Chris didn’t say anything as they both sat there, backs flat, staring out at the cabinets in front of them with the tub of ice cream melting between their thighs. He could feel her sorrow, her shame and her anger roll off of her in waves, each one hitting him with force.
This was the pain that Chris could not fix. This was not a scraped knee from a fall off a bike. This was not a broken favorite toy. This was not childhood anymore. This was adulthood and thus, Chris found the gap between himself and his daughter shrinking. She was dealing with problems much like he was and the thought scared him.
“It started with him telling me what to wear. At first, I thought it was because he was looking out for me. I don’t know what to think anymore. All I did was make excuses for him to the point that I don’t even know how I’m actually feeling about the whole thing.”

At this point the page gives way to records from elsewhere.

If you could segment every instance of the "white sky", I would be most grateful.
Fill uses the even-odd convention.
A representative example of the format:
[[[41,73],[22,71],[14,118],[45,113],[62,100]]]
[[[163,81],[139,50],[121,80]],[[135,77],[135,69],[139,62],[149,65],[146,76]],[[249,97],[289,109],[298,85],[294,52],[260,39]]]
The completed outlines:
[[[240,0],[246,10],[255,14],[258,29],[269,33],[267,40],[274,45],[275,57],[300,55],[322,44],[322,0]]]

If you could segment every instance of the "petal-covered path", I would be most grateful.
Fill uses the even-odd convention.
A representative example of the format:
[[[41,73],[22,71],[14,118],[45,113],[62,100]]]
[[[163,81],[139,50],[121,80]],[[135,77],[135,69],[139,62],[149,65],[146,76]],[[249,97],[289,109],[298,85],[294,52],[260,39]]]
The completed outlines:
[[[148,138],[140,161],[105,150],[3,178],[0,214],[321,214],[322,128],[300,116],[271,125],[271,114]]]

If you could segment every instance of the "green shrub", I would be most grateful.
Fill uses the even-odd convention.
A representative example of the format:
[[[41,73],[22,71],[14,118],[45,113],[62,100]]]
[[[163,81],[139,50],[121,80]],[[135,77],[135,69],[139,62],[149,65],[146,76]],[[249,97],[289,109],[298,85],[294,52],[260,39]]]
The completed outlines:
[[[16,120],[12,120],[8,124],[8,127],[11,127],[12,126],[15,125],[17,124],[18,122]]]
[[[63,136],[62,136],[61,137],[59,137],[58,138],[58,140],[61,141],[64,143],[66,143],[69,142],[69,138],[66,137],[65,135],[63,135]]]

He waited, still, refusing to say a word. Just instead offering his silent support. Chis would act as a trashcan for her if she needed it. A place to throw away everything she was feeling so she wouldn’t have to deal with it anymore.
“I made a huge mistake.” She whispered. “I gave him everything.”
Chris closed his eyes, knowing what she meant. He had figured as much, that she and Ethan had had sex. But hearing her say it was something else entirely. Especially when he knew about the details of their relationship. Especially when he knew that this was his baby that boy was hurting.
“But even after everything, I still wish I could see him again.”
She was crying in earnest by then. He listened to her for a few moments, wishing there was something he could do. Wishing that he could uproot the whole family, move to some obscure place and lock all of his kids away. He wanted to protect his family. The only thing was that he didn’t know how.
“And I still feel like no one believes me about what happened. That he did it on purpose, that he wanted to…That it was deliberate. They’re all backing him and leaving me in the dust.” She wiped her tears away, even though that did very little to stop the others that came in their place. “I’m not lying.”
Chris covered her hand with his own, gave a small squeeze. “Sophia, even if you were lying,” he told her. “I would still defend you.”